Understanding your target audience (essentially, your customers) is crucial to running a successful business. It should come as no surprise then that millions of dollars are spent every year on demographic research and, odds are, your business would benefit from better understanding your customer base.

They Know They Aren’t Numbers

It’s easy to get bogged down in numbers and statistics. But remember, your customers are real people, each and every one of them. Sometimes your customers will have the best ideas for how to improve your business: the Institute of Management Sciences conducted a study which showed that 60% of all successful innovations were the result of taking customer ideas into account. Find a way to find out what your customers want and how you could better solve their problems for them. Common ways to accomplish this are through surveys, targeted questionnaires, or—depending on the size and nature of your business—by simply asking.

They Know Their Friends

We live in a business world that offers us hundreds, if not thousands, of unique marketing channels and pinpointed demographic targeting (which has been refined to the point of being borderline creepy). But don’t forget that a simple recommendation from one friend to another is often the best advertising money can’t buy—so how are you rewarding your most loyal customers for being your ambassadors? Developing a rewards or referral system might be the best way to show them your appreciation.

They Know Each Other

There’s a reason so many companies are doing everything they can to get their customers to fill out anonymized surveys: this is the actionable type of information which gives you a current, honest look at what your customer base is interested in and, perhaps more importantly in some cases, what they aren’t interested in. In recent years, many of these surveys ask about the customer’s understanding of the needs of their family, friends, and people similar to them. These kinds of insights may provide you with useful data you couldn’t have gathered otherwise.

They Know Where They Want to Be

Brand loyalism isn’t just consumerism run rampant, it’s quite literally at the heart of our tribal DNA. While that might sound extreme, consider the loyalty garnered by sports teams, favorite television shows, and brand names. By offering your customers a community platform to share ideas and interact with one another, you’ll have a better understanding of what they want and how they think collectively. Online forums or real-world meetups are the primary ways of obtaining this kind of data.
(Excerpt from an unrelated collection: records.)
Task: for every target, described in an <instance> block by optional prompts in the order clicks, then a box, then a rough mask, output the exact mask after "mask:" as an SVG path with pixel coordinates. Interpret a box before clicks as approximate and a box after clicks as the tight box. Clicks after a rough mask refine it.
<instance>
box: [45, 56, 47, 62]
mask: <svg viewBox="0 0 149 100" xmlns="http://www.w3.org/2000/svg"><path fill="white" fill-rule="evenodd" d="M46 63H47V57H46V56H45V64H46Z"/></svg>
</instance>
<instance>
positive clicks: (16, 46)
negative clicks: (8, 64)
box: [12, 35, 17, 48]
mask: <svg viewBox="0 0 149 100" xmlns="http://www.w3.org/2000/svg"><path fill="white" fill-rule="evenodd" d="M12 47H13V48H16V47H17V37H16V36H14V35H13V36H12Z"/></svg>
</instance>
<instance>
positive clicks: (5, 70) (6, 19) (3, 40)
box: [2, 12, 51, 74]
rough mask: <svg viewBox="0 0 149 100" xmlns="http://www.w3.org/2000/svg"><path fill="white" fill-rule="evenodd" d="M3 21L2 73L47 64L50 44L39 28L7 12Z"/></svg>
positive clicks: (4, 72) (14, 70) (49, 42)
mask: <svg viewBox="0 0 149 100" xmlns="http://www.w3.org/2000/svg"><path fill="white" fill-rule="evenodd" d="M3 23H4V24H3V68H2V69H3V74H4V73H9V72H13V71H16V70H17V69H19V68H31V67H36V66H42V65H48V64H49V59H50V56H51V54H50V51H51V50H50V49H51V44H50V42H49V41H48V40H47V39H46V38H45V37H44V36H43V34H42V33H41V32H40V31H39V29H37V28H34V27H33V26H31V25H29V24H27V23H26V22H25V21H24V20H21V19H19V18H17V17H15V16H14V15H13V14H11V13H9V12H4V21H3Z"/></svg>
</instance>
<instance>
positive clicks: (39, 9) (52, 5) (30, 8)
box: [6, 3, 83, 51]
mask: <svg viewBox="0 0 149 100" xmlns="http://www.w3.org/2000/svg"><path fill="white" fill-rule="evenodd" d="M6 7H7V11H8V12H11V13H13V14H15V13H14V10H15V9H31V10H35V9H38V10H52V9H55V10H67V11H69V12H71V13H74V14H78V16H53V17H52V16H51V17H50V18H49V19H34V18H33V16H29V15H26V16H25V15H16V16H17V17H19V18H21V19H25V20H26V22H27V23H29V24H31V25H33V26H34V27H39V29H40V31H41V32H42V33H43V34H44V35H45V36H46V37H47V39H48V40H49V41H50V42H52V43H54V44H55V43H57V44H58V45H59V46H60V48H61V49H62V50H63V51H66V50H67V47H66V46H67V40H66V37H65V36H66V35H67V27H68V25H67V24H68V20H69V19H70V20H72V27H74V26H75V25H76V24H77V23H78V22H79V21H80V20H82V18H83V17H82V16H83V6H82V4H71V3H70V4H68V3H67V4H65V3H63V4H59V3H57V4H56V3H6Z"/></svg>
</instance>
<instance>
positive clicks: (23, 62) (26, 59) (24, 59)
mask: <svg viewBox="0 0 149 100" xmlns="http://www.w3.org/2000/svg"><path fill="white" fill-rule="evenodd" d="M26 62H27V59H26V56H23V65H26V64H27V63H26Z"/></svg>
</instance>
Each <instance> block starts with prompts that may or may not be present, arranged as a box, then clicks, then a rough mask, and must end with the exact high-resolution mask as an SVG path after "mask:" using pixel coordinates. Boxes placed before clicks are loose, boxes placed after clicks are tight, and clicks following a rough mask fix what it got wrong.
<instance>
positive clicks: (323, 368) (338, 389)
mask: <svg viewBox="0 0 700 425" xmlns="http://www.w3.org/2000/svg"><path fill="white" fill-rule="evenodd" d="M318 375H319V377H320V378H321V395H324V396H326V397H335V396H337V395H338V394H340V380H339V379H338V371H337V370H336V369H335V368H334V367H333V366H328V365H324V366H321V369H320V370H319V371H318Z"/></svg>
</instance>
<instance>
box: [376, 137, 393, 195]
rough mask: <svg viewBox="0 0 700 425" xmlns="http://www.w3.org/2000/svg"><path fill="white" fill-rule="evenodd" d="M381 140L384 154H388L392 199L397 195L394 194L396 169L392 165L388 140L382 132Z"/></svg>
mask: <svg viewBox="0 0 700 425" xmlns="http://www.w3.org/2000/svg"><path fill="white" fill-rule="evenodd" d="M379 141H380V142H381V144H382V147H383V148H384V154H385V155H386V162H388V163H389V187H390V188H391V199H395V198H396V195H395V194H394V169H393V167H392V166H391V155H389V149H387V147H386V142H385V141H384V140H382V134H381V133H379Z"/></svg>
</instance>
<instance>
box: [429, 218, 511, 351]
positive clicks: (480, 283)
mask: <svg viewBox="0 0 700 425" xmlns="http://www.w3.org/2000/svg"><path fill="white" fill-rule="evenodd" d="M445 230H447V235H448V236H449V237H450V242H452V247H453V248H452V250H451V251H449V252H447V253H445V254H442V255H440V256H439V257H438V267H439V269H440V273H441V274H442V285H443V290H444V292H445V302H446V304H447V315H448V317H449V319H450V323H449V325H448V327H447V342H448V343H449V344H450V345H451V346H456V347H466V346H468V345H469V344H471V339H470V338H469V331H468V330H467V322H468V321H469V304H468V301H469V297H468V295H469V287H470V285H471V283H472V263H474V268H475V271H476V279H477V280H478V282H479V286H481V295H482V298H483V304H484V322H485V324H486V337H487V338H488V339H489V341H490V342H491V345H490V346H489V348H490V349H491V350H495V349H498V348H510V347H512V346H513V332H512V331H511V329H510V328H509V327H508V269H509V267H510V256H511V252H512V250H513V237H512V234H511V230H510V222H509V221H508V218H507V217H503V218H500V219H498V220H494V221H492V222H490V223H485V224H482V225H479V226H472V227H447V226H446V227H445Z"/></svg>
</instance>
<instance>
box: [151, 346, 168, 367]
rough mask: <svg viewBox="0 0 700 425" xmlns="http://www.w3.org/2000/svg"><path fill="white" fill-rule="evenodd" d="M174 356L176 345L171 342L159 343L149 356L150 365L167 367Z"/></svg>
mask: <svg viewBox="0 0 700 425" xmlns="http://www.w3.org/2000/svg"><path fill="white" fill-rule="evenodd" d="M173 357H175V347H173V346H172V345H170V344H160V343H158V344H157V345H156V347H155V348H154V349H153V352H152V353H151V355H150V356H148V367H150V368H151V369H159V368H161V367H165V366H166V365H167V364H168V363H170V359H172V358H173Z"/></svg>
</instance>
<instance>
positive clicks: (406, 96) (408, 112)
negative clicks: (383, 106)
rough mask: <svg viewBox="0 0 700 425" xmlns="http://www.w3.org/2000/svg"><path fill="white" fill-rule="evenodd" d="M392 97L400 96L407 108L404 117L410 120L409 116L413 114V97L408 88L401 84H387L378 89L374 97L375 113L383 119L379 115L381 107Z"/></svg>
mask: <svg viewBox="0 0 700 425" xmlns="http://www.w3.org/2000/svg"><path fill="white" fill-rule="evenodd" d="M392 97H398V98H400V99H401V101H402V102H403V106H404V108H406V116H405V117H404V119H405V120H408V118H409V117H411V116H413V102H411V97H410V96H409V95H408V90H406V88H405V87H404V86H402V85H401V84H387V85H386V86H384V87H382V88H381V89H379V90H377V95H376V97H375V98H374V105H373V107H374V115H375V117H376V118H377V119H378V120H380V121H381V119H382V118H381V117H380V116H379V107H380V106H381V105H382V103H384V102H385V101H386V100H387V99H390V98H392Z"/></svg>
If you use business instant messaging software to communicate with your customers, make sure your customer service representatives are expressing your message politely and clearly through chat. This can put the customer at ease when dealing with your company’s online presence and encourage them to express themselves further (and more positively) online.

When you understand the things your customers know, you understand your customers. And, when you understand you customers, you become empowered to provide them with the best service possible—service which will yield loyalty for years to come.